<rhiaro> scribenick: rhiaro
<stonematt> Zakim who's here
burn: issues and PRs first, then
test suite
... dmitri gave me a test suite update
... will spend the majority of the time on implementation guide
and use cases doc
... This is already in the agenda, I have two items I needt o
add
... one is we need talk about the DID WG creation vote, I
suggest that after the issues
... Another is the UK gov's call for evidence which DavidC will
present. I propose we do that after implementation guide
discussion
... Want to limit the time on that.
... Any suggestions for changes?
DavidC: I've written a draft ?? for mdl and we've got a discussion tomorrow, I sent an early copy to manu and dave to ask them to look at the @context, I didn't circulate it to the group because I thought it was premature, but I will do so after tomorrow's meeting
burn: Going to look at PRs
<manu> https://github.com/w3c/vc-data-model/pulls
burn: manu just submitted a PR
<manu> https://github.com/w3c/vc-data-model/pull/708
manu: it's to address the only
outstanding issue we have, Ted raised issue 704 which was that
people can get mixed up if they copy and paste the
examples
... I found some css magic that makes it so when you highlight
the examples the css that's been added to the PR makes it so
that the comments are not copied
... you can literally select everything, copy and paste it into
somewhere else and thes tuff that's pasted is without the
comments and the ...s
... you can't copy the comments now in the spec
... I also updated some of the accessibility for the comments
and highlighted code, comments are now high contrast blue to
meet accessibility guidelines, highlights are in high contrast
green
... the one thing I did not do ted is point out the fact that the json contains comments,
the only way that someone is going to get those comments in is
either they're using a browser more than a decade old or they
hand type the examples into something
... so I don't know if you still feel like we need to point ou
tthat the json in the examples have comments in there that you
shouldn't copy meaning it would be invalid json
... it's easy to add it, just don't know if we need to
TallTed: browsers are not the only way peopel will interact with this.
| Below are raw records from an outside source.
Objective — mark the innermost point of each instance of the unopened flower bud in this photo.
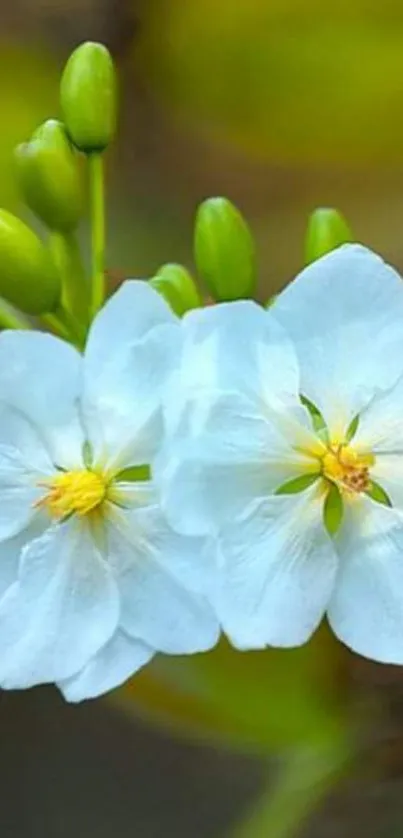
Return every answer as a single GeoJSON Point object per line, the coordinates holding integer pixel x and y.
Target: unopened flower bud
{"type": "Point", "coordinates": [28, 276]}
{"type": "Point", "coordinates": [327, 229]}
{"type": "Point", "coordinates": [177, 287]}
{"type": "Point", "coordinates": [224, 250]}
{"type": "Point", "coordinates": [88, 97]}
{"type": "Point", "coordinates": [49, 177]}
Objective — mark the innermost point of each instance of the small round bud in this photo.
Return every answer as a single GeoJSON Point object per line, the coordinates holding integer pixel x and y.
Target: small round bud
{"type": "Point", "coordinates": [224, 250]}
{"type": "Point", "coordinates": [178, 288]}
{"type": "Point", "coordinates": [327, 229]}
{"type": "Point", "coordinates": [28, 276]}
{"type": "Point", "coordinates": [88, 97]}
{"type": "Point", "coordinates": [49, 177]}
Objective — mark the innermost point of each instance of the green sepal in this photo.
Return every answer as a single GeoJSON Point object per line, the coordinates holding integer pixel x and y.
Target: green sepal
{"type": "Point", "coordinates": [224, 251]}
{"type": "Point", "coordinates": [178, 288]}
{"type": "Point", "coordinates": [333, 510]}
{"type": "Point", "coordinates": [88, 95]}
{"type": "Point", "coordinates": [28, 276]}
{"type": "Point", "coordinates": [327, 229]}
{"type": "Point", "coordinates": [49, 177]}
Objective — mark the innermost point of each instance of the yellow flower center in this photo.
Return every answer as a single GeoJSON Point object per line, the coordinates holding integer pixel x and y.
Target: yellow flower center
{"type": "Point", "coordinates": [347, 467]}
{"type": "Point", "coordinates": [78, 492]}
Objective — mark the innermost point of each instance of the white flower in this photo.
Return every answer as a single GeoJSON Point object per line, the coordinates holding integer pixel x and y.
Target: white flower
{"type": "Point", "coordinates": [239, 433]}
{"type": "Point", "coordinates": [92, 579]}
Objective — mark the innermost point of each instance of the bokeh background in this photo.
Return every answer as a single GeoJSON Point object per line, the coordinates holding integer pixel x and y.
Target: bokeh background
{"type": "Point", "coordinates": [281, 105]}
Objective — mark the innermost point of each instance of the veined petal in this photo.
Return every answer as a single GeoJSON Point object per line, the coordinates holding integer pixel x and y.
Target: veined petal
{"type": "Point", "coordinates": [344, 313]}
{"type": "Point", "coordinates": [125, 319]}
{"type": "Point", "coordinates": [40, 377]}
{"type": "Point", "coordinates": [61, 611]}
{"type": "Point", "coordinates": [237, 346]}
{"type": "Point", "coordinates": [278, 568]}
{"type": "Point", "coordinates": [122, 402]}
{"type": "Point", "coordinates": [225, 454]}
{"type": "Point", "coordinates": [155, 606]}
{"type": "Point", "coordinates": [19, 492]}
{"type": "Point", "coordinates": [380, 432]}
{"type": "Point", "coordinates": [11, 548]}
{"type": "Point", "coordinates": [366, 610]}
{"type": "Point", "coordinates": [120, 658]}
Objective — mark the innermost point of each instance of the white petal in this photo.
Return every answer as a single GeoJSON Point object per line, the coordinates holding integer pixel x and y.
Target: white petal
{"type": "Point", "coordinates": [10, 551]}
{"type": "Point", "coordinates": [122, 402]}
{"type": "Point", "coordinates": [380, 432]}
{"type": "Point", "coordinates": [40, 376]}
{"type": "Point", "coordinates": [112, 665]}
{"type": "Point", "coordinates": [344, 313]}
{"type": "Point", "coordinates": [155, 606]}
{"type": "Point", "coordinates": [63, 609]}
{"type": "Point", "coordinates": [20, 490]}
{"type": "Point", "coordinates": [277, 572]}
{"type": "Point", "coordinates": [126, 318]}
{"type": "Point", "coordinates": [225, 453]}
{"type": "Point", "coordinates": [237, 346]}
{"type": "Point", "coordinates": [366, 610]}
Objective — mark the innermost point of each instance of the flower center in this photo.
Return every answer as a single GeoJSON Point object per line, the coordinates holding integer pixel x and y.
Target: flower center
{"type": "Point", "coordinates": [344, 466]}
{"type": "Point", "coordinates": [70, 492]}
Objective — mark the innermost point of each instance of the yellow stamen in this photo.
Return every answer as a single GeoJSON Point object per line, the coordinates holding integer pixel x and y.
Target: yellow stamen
{"type": "Point", "coordinates": [345, 466]}
{"type": "Point", "coordinates": [78, 492]}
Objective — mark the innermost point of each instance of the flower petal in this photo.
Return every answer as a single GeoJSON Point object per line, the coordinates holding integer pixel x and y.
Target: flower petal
{"type": "Point", "coordinates": [40, 376]}
{"type": "Point", "coordinates": [19, 489]}
{"type": "Point", "coordinates": [366, 610]}
{"type": "Point", "coordinates": [149, 560]}
{"type": "Point", "coordinates": [344, 313]}
{"type": "Point", "coordinates": [122, 402]}
{"type": "Point", "coordinates": [240, 347]}
{"type": "Point", "coordinates": [380, 432]}
{"type": "Point", "coordinates": [120, 658]}
{"type": "Point", "coordinates": [127, 317]}
{"type": "Point", "coordinates": [277, 572]}
{"type": "Point", "coordinates": [224, 454]}
{"type": "Point", "coordinates": [11, 548]}
{"type": "Point", "coordinates": [61, 611]}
I turn specs into pdf or print them out. THere are multiple paths here
manu: it's not a big deal, I'll
add the text to the PR
... as soon as I add that text I'll make it a real PR
TallTed: there's no way to preview this before it gets merged because of the way this system works. It sounds good
manu: I have a preview link
<manu> here is the preview link: https://pr-preview.s3.amazonaws.com/w3c/vc-data-model/pull/708.html
TallTed: so now if someone wants to copy the comments there's a new problem
manu: the question is which
problem can we live with
... there's that PR
... that addresses the only outstanding issue, as long as
everyone is happy
oliver: if you scroll down to the jwt section there is a ... in quotes that gets highlighted
manu: I can fix that. Is the ... not supposed to be there?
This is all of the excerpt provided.